UK court case limits GPs’ reporting liabilities

LPs are not fully entitled to information or documents held within holding companies (or special purpose vehicles) used by private equity firms to acquire businesses, the UK’s High Court ruled earlier this year.
 
The decision could spark LPs to bargain for greater reporting rights in relation to a fund’s underlying SPVs, said Jonathan Shenkman, partner at law firm Paul Hastings. 

At the heart of the case was Inversiones, an investor, seeking greater information around two Colony Capital-backed businesses (hotel chain Accor and France-based hypermarket chain Carrefour) which had halved in value. Colony Capital denied the information request, arguing it was a “blatant attempt to trawl through Capital and CIM’s [the manager] day-to-day operational documents” to prepare a claim against them. 

The court ruled that where transactional information is in the hands of the underlying SPVs and hasn’t passed up to the level of the GP or the manager, then broadly this information would not constitute the “documents of the partnership” and would not – absent circumstances of inadequate fund level reporting – need to be provided to a requesting LP.  

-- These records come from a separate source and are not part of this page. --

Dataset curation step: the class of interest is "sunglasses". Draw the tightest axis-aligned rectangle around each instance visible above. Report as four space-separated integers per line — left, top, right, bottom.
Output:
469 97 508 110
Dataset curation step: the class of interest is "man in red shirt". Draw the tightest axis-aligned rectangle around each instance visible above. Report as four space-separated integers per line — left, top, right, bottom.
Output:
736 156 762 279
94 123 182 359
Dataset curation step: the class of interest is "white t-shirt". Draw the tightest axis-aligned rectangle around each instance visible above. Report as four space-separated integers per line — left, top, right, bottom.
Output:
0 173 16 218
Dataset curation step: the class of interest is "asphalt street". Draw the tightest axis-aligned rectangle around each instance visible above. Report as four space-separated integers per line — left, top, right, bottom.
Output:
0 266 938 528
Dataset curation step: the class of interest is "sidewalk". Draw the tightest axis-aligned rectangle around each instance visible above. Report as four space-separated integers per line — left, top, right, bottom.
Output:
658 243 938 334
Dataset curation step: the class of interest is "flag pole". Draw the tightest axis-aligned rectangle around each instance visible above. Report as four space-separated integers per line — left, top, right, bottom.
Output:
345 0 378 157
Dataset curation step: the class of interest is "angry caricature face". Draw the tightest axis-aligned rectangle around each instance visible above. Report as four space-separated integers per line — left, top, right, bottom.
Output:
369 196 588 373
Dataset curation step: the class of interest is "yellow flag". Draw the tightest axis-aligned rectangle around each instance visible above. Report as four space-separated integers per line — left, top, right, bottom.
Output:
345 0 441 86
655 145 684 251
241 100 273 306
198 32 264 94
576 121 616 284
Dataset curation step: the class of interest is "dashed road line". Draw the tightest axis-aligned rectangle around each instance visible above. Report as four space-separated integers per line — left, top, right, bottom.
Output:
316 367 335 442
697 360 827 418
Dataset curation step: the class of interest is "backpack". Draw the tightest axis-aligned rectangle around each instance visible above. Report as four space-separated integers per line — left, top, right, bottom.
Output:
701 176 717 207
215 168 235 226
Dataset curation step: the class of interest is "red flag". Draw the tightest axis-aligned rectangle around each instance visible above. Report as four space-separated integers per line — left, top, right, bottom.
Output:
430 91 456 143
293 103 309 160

…the information that the judge found was obliged to be provided to a limited partner is relatively light

The case’s relevance doesn’t lend just for English limited partnerships, which is the partnership that this was brought under, but as the English law is generally persuasive in other common law jurisdictions it is likely to be influential in the Channel Islands, the Cayman Islands and so on.

“On a statutory level, the information that the judge found was obliged to be provided to a limited partner is relatively light and certainly a lot lighter than the expectation that the limited partner in this particular case had,” Shenkman told PE Manager

Inversiones requested a range of documents, including draft loan agreements that had not been signed by Colony Capital with a pursued lender.    

“The judge was quite restrictive in saying that a limited partner is entitled to make a determination as to the current financial state of the partnership but that doesn’t entitle a limited partner to access absolutely everything that the GP and manager may have done or considered doing for the last five years where they have held that LP's money,” said Shenkman.

Shenkman added that lawyers representing LPs may want to negotiate into the limited partnership agreement rights to information held by underlying SPVs, but that a balance will need to be struck so as not to disrupt their limited liability status.